Decyzja polskiego parlamentu o odrzuceniu propozycji zmian w przepisach dotyczących aborcji wywołała falę niezadowolenia wśród wielu kobiet, zwłaszcza tych młodszych. Wielu z nich wyraziło swoje niezadowolenie w mediach społecznościowych, a także na publicznym zgromadzeniu, które odbyło się w sobotę na Placu Praw Kobiet w Bydgoszczy.
Na proteście, Joanna Czerska-Thomas, jedna z organizatorek, podkreśliła determinację uczestniczek do walki o prawo do decydowania o własnym ciele. Wyraziła sprzeciw wobec deputowanych, którzy byli przeciwnicy liberalizacji prawa aborcyjnego.
Czerska-Thomas zwróciła uwagę na to, że deputowani sugerują możliwość przedstawienia kolejnej propozycji ustawy.
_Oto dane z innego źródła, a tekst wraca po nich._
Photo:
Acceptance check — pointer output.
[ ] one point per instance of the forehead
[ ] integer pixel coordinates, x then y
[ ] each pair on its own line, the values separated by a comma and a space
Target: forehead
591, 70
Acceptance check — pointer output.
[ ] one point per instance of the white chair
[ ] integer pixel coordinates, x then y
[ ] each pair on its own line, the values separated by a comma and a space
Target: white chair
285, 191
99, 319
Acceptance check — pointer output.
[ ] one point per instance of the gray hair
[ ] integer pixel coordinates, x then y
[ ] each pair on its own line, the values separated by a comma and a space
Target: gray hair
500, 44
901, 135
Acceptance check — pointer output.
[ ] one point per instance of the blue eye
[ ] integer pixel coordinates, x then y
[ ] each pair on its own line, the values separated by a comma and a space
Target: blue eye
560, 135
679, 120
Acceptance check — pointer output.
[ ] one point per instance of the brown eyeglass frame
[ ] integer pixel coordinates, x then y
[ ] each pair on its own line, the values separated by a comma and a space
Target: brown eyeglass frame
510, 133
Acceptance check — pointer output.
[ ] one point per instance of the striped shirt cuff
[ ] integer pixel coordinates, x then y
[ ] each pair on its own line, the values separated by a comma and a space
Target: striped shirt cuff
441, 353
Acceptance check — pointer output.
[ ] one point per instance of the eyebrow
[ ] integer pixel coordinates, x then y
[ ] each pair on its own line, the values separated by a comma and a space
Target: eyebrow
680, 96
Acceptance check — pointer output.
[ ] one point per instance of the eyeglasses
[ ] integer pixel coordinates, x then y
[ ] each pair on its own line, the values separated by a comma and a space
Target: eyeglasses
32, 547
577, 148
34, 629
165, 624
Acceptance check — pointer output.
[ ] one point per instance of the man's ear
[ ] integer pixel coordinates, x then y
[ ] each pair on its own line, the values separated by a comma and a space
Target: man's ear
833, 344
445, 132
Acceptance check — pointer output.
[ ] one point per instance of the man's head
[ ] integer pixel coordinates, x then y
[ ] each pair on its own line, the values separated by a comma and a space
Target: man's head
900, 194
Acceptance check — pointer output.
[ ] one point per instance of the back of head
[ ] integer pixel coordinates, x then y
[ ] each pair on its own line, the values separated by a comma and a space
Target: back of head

Wyraża nadzieję, że tym razem proces legislacyjny przebiegnie pozytywnie i że ci posłowie, którzy wcześniej byli niezdecydowani lub otwarcie przeciwni, albo twierdzili, że liberalizacja prawa aborcyjnego jest sprzeczna z ich poglądami, będą skłonni do dyskusji i uwzględnienia argumentów tych, którzy twierdzą, że chodzi tu o podstawowe prawa człowieka.
Pani Joanna Czerska-Thomas dodatkowo podkreśliła, że sprawa nie ma na celu propagowania określonego światopoglądu, ale ochrony zdrowia i życia kobiet.